Cela ne dura qu'un temps. Mes berges qui s'étaient vidées furent à nouveau la proie d'assauts récurrents lorsque des hommes affamés et assoiffés se regroupèrent pour attendre ma venue. Le monde avait changé et il n'y avait plus assez de place pour tous. Pour les robots mais aussi les hommes. Pour leur entrailles, et leurs estomacs qui avaient besoin de carburant. L'eau, l'énergie, la faim avaient provoqué de nouvelles guerres. Des migrations qui entraînaient la mort. La guerre... ce mot avait été dans toute les bouches depuis la nuit des temps. Il résonnait encore sur les rives du Styx. Avec sa pesanteur coutumière.
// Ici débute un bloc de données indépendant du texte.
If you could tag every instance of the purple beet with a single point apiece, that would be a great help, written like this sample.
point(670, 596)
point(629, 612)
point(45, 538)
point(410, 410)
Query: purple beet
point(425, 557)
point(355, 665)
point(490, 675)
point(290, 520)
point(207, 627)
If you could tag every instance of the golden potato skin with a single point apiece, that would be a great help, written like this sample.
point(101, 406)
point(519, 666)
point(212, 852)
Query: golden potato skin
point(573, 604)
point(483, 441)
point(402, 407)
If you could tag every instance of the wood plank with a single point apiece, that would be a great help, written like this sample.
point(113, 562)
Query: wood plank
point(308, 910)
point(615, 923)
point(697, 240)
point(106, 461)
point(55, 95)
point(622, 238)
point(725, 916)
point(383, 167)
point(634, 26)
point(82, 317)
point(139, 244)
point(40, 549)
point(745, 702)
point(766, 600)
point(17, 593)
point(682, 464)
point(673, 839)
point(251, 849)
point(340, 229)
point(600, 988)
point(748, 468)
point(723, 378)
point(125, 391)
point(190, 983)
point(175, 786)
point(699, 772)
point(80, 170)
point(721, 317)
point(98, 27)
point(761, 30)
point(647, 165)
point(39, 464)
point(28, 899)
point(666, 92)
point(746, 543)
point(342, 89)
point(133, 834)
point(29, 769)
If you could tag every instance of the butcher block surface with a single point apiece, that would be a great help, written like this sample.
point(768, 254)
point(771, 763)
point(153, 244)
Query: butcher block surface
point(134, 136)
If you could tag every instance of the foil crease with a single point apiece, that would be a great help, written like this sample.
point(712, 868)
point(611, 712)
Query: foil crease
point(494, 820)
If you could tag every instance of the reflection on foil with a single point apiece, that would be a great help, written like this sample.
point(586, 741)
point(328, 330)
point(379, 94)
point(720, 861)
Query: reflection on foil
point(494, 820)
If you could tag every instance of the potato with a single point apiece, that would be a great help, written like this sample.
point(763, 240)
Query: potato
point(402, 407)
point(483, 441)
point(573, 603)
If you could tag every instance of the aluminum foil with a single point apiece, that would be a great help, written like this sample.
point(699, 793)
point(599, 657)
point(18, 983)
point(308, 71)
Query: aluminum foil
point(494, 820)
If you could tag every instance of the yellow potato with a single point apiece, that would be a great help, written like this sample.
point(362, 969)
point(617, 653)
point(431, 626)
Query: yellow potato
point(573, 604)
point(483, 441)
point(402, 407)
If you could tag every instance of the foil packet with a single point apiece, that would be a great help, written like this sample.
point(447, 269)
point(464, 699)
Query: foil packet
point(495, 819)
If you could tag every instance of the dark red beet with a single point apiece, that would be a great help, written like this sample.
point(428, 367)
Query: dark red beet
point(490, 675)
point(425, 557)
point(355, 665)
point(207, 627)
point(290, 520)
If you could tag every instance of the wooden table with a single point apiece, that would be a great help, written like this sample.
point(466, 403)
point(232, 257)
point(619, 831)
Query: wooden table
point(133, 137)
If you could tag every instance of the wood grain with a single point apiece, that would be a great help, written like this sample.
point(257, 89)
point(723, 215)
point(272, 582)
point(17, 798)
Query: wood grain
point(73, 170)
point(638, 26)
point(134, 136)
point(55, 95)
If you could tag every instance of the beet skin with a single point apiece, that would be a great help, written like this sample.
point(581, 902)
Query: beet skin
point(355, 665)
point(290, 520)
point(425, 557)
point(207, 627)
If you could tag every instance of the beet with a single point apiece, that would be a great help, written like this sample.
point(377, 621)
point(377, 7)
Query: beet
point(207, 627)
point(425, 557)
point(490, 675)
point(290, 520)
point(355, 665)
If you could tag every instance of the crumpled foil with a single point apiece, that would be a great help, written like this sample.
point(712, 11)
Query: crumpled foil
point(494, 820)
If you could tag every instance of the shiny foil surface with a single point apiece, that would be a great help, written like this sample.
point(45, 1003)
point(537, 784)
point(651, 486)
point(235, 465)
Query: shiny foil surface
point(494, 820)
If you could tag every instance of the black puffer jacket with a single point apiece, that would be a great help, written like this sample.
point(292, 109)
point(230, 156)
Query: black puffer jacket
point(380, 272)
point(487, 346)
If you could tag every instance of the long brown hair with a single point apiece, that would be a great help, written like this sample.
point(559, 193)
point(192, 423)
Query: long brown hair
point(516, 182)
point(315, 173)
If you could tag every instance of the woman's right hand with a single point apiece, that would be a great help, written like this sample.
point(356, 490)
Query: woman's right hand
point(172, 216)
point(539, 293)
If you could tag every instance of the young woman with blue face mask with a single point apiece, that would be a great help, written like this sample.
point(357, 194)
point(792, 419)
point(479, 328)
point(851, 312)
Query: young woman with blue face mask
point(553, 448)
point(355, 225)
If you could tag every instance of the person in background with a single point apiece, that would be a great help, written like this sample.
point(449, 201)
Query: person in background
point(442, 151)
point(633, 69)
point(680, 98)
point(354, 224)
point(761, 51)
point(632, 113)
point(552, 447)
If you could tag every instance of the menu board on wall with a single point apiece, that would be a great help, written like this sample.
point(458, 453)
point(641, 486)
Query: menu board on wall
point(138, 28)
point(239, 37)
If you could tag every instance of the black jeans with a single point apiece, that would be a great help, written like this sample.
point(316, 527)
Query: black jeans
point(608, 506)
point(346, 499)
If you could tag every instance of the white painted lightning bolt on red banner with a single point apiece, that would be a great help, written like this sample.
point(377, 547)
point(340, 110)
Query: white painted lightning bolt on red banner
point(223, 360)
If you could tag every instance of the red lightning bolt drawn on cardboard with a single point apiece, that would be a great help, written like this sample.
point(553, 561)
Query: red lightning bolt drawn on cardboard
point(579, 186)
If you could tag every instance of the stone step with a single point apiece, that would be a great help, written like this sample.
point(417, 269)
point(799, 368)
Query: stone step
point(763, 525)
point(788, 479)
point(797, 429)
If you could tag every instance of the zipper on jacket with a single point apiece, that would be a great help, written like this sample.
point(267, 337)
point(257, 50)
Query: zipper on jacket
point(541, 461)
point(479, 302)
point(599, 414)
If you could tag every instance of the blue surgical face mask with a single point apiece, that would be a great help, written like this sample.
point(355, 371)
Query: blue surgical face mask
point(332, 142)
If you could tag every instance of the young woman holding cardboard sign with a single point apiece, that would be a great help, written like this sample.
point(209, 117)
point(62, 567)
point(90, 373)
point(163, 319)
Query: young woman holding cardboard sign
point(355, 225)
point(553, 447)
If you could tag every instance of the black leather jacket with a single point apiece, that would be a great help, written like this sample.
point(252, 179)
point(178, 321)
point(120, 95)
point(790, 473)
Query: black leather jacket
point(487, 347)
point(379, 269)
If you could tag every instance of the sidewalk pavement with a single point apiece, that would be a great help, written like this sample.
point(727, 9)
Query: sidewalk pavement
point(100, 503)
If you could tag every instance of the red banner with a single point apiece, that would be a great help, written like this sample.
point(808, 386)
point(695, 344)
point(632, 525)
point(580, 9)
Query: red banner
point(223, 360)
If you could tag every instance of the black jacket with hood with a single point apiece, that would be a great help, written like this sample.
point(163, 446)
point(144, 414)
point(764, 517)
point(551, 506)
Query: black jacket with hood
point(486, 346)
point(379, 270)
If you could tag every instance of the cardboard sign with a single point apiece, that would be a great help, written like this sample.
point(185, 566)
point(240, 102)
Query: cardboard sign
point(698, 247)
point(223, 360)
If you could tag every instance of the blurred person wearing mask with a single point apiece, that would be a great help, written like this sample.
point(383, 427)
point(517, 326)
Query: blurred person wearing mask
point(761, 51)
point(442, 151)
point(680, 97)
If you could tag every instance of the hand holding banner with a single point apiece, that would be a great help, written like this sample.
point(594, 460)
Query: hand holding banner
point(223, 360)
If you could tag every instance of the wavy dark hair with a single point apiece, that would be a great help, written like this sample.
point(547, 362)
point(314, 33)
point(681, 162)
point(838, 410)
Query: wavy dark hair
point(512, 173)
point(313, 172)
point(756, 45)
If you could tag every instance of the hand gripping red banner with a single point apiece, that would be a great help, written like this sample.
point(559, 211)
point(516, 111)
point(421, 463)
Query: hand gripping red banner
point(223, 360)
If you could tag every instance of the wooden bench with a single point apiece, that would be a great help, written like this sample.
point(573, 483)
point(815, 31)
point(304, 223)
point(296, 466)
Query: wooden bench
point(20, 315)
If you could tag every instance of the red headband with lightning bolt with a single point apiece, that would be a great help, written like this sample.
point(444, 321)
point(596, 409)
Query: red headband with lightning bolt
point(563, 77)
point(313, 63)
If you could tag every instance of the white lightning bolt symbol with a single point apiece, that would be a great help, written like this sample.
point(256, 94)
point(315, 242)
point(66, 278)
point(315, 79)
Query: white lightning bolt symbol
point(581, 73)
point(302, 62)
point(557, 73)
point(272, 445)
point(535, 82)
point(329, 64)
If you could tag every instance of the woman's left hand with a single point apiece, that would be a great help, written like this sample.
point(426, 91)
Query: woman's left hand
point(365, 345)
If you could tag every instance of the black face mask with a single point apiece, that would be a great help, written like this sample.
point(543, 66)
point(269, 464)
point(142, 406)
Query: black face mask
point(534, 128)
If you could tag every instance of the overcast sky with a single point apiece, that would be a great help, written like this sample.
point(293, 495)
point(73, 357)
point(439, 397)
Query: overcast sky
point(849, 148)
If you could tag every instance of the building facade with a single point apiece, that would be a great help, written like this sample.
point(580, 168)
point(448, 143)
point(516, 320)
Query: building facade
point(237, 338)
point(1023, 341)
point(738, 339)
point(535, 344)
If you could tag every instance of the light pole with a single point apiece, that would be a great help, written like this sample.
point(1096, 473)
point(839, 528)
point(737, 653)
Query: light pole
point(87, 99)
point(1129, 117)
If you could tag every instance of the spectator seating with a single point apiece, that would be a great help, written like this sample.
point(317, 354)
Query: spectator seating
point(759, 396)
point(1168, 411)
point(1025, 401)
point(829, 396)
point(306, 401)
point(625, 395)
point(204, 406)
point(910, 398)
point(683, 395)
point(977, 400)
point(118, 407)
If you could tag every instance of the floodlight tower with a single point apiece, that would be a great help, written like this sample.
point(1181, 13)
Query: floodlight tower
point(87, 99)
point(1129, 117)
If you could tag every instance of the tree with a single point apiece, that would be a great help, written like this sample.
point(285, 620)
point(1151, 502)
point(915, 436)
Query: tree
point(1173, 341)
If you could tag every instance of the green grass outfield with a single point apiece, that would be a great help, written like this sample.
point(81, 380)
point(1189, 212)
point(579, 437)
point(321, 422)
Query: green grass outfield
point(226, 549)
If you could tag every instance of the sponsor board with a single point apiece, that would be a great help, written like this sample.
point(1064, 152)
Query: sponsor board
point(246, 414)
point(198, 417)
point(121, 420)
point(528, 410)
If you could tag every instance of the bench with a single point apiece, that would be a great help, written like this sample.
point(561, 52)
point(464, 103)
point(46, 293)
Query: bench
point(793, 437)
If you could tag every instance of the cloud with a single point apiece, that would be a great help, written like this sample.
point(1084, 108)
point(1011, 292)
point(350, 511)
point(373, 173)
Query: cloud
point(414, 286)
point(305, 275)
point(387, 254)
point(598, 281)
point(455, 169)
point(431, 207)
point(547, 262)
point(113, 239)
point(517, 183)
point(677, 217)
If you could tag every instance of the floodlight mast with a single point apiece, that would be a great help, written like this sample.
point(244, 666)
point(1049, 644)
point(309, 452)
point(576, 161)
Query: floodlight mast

La guerre... J'étais fatigué de ces voyages répétés.

Il y eut ensuite les grands brûlés. Les irradiés. Ils ressemblaient à des monstres sculptés à la cire chaude. Cette fois-ci plus personne ne parlait de guerre mais d'autre chose. D'une lueur rouge qui avait décimé l'horizon. Je suis certain de l'avoir vu jaillir au-dessus de mes ténèbres familières et d'en avoir ressenti la chaleur. C'était une étoile filante dans le ciel noir. La seule étoile que je ne verrais jamais. Je comprenais plus tard que cet astre était une arme redoutable. La plage n'avait alors jamais été aussi pleine. Les jours passaient et mes voyageurs s'étiraient à perte de vue. Leur nombre augmentait sans cesse comme si l'ensemble de l'humanité s'était donné rendez-vous pour mourir.

Je n'avais plus le temps de me laisser bercer par la rumeur du lac. La foule attendait. La foule grondait. Je perdais définitivement la notion du temps. Le siècle des lumières était peut-être hier, ou était-ce celui de la conquête spatiale ? Cet amas d'hommes qui me faisait face n'avait plus de formes ni d'âge. Ils attendaient.

La tâche fut longue. Le rivage prit des années à se vider. A la fin, il n'était plus qu'une poignée d'hommes. Blancs comme la mort. Maigres et fatigués. Des poches sous leurs yeux et le teint cireux. Ils avaient vécu quelques années encore protégés dans des bunkers fortunés. La mort les avait rattrapés eux aussi. Finalement, malgré tout leur argent, ils n'avaient pas plus à donner que les autres en échange de leur dernier voyage.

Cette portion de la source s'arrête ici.